Bisa, Linda. Tapi itu dia, prosesnya buatku agak panjang. Pertama di-scan dengan OCR, black and white only. Setelah itu, file dibuka di Microsoft OneNote. Setelah itu, klik kanan, pilih “Copy Text from Picture”, dan paste di Microsoft Office. Di situ file pasti berantakan, terutama di bagian lipatan buku, sehingga harus dirapikan satu demi satu. Gapapa deh, namanya juga nyoba hehe
Jadi tertarik, Lu 🙂 … Btw saya udah pernah nyoba mindah dari hasil scan ke doc dgn otodidak (dibantu gugel sebenarnya :), hasilnya? Migrain, hihi *belum nyoba lagi*
Hehe samaaa, mba, bikin puyeng. Malah, hari pertama saya nyoba scanning cuma habis untuk menggugel. Ayo, mba coba aja Wordfast-nya 😀
mirip google translate gitu ya, mba? repot juga ya harus scan dulu
oya, mba, kartu posnya udah nyampe kemarin. makasih yaaa 🙂
Beda, Ayana. Klo google translate, kita kan tinggal masukin kalimatnya dan hasilnya muncul sendiri. Klo Wordfast dan CAT (computer-aided translation) Tools lainnya, kita tetap menerjemahkan seperti biasa, hanya saja alat itu akan membantu merekam apa aja yang pernah kita terjemahkan. Misal, kita pernah menerjemahkan “preface” dengan “prakata”. Nanti klo muncul kata “preface” lagi, Wordfast akan mengingatkan (biasanya dengan meng-highlight kata “preface”) bahwa kata tsb pernah diterjemahkan dengan “prakata”. Alat ini sangat membantu jika kita mendapatkan teks yang penuh repetisi.

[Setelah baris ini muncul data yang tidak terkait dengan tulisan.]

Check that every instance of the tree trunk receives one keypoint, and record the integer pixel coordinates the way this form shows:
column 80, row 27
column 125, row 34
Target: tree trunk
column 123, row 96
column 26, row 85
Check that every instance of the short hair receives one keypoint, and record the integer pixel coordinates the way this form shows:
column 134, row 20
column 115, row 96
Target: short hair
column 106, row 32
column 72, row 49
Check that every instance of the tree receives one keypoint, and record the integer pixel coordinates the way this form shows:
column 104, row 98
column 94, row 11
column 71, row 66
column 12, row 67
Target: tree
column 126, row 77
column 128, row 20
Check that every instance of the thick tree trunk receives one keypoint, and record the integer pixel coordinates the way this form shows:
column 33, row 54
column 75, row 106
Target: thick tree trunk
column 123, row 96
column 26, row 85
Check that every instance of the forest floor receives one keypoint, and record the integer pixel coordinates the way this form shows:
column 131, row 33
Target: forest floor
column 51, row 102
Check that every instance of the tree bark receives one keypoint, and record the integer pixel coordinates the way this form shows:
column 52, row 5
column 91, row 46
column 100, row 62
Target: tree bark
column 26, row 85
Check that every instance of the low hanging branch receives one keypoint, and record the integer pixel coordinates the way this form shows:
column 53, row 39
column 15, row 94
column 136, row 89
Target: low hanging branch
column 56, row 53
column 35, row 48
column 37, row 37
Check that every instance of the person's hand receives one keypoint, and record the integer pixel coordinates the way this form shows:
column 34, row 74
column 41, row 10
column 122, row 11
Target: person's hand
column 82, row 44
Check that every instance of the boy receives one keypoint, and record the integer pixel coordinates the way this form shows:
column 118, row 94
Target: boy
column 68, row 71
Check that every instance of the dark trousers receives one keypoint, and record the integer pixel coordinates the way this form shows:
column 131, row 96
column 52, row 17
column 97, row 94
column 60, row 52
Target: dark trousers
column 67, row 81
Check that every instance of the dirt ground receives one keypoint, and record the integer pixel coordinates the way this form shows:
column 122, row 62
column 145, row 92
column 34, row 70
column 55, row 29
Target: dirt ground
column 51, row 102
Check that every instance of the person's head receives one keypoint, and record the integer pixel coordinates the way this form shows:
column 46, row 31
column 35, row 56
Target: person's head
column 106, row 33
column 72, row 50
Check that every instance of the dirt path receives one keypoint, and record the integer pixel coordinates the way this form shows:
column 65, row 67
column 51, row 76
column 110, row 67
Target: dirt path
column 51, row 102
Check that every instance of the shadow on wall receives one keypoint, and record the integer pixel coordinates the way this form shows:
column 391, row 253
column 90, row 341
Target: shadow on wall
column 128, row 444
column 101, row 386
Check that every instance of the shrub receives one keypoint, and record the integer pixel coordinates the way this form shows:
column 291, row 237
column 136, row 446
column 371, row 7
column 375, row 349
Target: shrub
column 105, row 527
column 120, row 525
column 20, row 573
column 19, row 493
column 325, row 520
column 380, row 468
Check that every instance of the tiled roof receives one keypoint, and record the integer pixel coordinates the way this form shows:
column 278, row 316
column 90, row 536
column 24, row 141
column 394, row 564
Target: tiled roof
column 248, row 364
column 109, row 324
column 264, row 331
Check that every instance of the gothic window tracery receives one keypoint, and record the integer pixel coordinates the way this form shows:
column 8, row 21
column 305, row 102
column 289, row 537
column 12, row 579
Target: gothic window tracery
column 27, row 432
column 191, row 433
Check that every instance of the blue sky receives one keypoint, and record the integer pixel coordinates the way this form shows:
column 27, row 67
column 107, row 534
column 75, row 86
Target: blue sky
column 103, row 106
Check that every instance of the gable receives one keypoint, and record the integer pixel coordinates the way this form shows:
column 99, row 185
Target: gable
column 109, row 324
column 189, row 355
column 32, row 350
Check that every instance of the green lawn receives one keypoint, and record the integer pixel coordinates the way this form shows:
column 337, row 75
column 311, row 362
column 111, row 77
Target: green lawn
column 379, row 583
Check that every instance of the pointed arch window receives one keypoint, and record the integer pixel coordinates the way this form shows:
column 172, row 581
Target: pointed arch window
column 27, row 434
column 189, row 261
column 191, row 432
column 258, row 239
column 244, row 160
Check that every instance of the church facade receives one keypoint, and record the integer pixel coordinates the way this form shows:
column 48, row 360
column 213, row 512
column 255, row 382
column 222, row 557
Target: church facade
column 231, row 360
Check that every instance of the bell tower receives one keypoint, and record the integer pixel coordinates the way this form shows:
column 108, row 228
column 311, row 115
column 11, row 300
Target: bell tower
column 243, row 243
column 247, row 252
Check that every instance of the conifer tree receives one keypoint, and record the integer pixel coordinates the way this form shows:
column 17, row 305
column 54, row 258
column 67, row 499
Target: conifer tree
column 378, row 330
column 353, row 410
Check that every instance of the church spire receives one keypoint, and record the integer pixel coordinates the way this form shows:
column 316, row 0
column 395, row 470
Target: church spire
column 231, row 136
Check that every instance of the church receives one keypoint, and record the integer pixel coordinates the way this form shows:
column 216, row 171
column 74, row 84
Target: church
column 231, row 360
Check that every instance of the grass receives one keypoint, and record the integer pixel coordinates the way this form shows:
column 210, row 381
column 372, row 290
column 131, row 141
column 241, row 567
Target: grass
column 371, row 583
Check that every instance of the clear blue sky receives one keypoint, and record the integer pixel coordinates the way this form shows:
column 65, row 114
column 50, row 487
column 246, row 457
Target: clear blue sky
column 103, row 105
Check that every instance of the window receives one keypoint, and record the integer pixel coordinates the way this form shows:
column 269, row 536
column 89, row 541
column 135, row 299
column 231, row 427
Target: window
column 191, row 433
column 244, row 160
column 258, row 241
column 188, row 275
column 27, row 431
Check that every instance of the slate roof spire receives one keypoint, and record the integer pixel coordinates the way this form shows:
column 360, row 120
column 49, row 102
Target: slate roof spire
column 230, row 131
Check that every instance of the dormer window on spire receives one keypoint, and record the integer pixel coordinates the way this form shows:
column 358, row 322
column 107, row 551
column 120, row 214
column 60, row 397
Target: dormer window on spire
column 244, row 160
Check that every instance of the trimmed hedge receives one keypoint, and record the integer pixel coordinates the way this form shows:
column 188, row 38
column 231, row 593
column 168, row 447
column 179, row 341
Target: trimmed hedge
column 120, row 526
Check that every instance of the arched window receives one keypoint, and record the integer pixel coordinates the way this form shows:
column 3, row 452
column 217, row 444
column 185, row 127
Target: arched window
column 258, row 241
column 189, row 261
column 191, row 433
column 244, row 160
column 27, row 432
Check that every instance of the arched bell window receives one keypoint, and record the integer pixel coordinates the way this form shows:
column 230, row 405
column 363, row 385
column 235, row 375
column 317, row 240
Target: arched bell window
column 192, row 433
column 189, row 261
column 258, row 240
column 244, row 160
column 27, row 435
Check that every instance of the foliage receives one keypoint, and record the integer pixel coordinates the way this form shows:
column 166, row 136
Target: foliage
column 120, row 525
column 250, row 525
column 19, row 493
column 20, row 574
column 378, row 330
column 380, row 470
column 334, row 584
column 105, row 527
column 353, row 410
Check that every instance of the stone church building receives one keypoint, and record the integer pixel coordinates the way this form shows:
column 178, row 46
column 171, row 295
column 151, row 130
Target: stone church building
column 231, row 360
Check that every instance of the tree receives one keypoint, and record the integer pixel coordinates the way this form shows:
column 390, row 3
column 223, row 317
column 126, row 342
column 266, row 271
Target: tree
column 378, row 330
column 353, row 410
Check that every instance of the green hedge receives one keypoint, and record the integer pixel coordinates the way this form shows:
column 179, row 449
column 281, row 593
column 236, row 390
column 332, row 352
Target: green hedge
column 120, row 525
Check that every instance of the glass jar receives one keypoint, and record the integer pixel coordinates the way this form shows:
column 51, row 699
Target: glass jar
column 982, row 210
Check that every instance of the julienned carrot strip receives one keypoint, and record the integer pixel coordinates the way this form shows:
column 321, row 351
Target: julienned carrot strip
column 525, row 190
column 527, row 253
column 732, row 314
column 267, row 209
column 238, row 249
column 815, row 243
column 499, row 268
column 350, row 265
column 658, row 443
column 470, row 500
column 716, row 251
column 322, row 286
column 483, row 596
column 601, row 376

Oh, udah sampe ya? Sama-sama, Ayana 😀
Ooo gitu ternyata. Emang ngebantu banget tuh, mba. Yang jelas jadi ga capek ngetik. Hehe
Iya harusnya begitu, Ayana, tapi aku juga masih belajar banget 😀
Salut, Mbak Lulu. Salam kenal dari sesama pengguna WF. Pengalaman yang mirip dengan saya, tapi Anda lebih beruntung mendapatkan pembimbing yang luar biasa. 🙂
Waaaah, ini suhunya mampir 😀 … Makasih, mas Wiwit. Saya sangat terbantu oleh blog Mas. Saya bener-bener mengikuti langkah per langkah menginstal Wordfast-nya dan cara menggunakannya.